"That's the fellow that followed us off on the night we went to your rancho after that money box," said Fletcher. "He's just lightning, and if some of those rich fellows down there with Max don't offer me something handsome for him, I'll keep him myself."

"It must be the stolen horse that goes by the name of Silk Stocking," thought George. "I wonder if he would let me catch him? If he would, I could get Ned out of one scrape easily enough."

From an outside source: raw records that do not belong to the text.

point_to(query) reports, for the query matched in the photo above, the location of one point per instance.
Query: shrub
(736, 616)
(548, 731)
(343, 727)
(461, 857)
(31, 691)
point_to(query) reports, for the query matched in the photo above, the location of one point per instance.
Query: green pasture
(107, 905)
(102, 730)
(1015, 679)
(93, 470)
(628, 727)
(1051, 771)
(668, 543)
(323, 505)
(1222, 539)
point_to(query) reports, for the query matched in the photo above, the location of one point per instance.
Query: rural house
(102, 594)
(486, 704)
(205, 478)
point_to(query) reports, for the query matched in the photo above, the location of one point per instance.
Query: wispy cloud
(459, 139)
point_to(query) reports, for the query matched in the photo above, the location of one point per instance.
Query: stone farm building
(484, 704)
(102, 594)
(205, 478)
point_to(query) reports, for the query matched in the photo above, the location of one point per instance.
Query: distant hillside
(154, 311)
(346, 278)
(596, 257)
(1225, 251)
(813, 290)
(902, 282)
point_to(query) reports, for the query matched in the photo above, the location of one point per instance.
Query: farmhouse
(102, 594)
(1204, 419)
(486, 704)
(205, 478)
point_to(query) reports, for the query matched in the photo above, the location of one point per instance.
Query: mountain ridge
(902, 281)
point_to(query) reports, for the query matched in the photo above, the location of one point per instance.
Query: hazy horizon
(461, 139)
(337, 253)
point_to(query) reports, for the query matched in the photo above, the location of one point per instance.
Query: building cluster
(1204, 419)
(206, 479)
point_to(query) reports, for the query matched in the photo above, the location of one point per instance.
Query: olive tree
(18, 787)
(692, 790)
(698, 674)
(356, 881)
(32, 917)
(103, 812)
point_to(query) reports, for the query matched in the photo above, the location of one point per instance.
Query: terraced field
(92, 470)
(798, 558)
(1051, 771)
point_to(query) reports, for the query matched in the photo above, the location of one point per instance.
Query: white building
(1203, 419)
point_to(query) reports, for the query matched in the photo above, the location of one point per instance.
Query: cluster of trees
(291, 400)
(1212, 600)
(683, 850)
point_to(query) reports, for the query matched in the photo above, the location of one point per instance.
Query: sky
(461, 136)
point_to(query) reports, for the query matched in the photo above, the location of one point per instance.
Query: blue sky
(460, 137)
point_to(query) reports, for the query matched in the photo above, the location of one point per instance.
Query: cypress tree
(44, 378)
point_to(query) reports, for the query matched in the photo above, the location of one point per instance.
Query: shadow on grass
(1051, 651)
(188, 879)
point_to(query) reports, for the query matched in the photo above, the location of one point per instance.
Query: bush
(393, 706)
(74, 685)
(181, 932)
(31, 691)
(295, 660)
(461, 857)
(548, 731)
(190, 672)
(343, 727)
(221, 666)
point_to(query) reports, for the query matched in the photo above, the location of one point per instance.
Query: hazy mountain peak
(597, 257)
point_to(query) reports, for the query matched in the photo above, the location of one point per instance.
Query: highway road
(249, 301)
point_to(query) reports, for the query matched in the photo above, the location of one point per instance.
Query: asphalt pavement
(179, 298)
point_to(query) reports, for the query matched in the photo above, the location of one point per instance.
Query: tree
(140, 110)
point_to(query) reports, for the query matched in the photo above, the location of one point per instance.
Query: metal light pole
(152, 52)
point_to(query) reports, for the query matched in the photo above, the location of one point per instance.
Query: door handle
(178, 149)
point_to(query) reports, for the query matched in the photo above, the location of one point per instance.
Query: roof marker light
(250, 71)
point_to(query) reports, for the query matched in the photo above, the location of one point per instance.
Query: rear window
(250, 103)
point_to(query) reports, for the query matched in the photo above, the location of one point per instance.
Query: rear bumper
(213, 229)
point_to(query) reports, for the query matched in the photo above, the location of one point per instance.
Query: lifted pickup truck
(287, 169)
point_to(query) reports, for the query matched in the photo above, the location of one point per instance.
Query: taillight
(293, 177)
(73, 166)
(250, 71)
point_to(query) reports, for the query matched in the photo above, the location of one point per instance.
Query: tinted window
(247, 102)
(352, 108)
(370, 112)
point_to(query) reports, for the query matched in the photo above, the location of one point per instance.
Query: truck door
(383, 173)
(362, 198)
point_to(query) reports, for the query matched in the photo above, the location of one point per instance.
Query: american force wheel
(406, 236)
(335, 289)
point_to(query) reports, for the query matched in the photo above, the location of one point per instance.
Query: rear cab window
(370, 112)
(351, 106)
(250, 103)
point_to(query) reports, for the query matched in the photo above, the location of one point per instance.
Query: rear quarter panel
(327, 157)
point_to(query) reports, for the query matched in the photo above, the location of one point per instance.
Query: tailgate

"I reckon you won't be lonesome to-night while I am gone, will you?" continued Fletcher, as he led the way into one of the rooms in which a dozen or more guerrillas were sitting on the floor eating their supper of broiled beef and tortillas. These, as George afterward learned, were the men whom Fletcher had selected to accompany him on a raid he intended to make that night. "Well, I can't help it if you are lonesome, for business is business, and has got to be attended to while the moon shines. We can't go but two or three times more, and then we'll have to stop for a whole month," added the boss cattle-thief, with a deep sigh of regret.

"That knocks me," said George, to himself. "I can't carry out my plans while these fellows are off on a raid, for while I am looking around for a ford I might run right into them. If I don't succeed in the very first attempt I am done for." Then aloud he said: "You'll not hurt any body while you are gone, will you?"

"Not if we can help it," replied Fletcher, in the most unconcerned manner possible. "We're bound to have the cattle, and those who don't want to get popped over will stay in doors, where they belong."

It was all George could do to refrain from telling the nonchalant robber that things would not always be so—that if he lived, he would see the day that he could not rob and shoot honest settlers without being followed across the river and punished wherever he was found—and if he had told him so, he would have uttered nothing but the truth. The time did come, sure enough, and Fletcher lived to see it, when the simple crossing of the Rio Grande did not insure the safety of the raiders. They were pursued into their own territory and soundly thrashed there, and George Ackerman himself was the first guide who led the troops in the pursuit. But, angry as he was, the boy did not give utterance to the thoughts that were flashing through his mind. He knew that it would be folly to irritate the guerrilla, for the latter might put him in close confinement, and then there would be no such thing as escape for him.

Supper over, the cattle-thieves went out to saddle their horses, and when everything was ready for the start, they mounted and rode away, Fletcher pausing long enough to ask his captive if he had any word to send across the river. George replied that he had not, adding, in undertone;

"I wish I could send word to the settlers to be on the alert, to give you the worst whipping you ever had."

But, if George had only known it, there was no need of sending warning to the settlers. Fletcher came back just before daylight with no cattle, and three men less than he had when he went out. The noise the guerrillas made on their return awoke George, who gleaned from the few scraps of their conversation that he was able to catch, that they had had their trouble for their pains—that the ranchemen were waiting for them, and whipped them beautifully before they fairly gained a footing on Texas soil.

"Good for the ranchemen," thought George, as he rolled himself up in his blanket and tried to find an easy place for his head on his hard pillow. "If that is the way they are going to do business, it will be a long time before you get your pay for making a prisoner of me."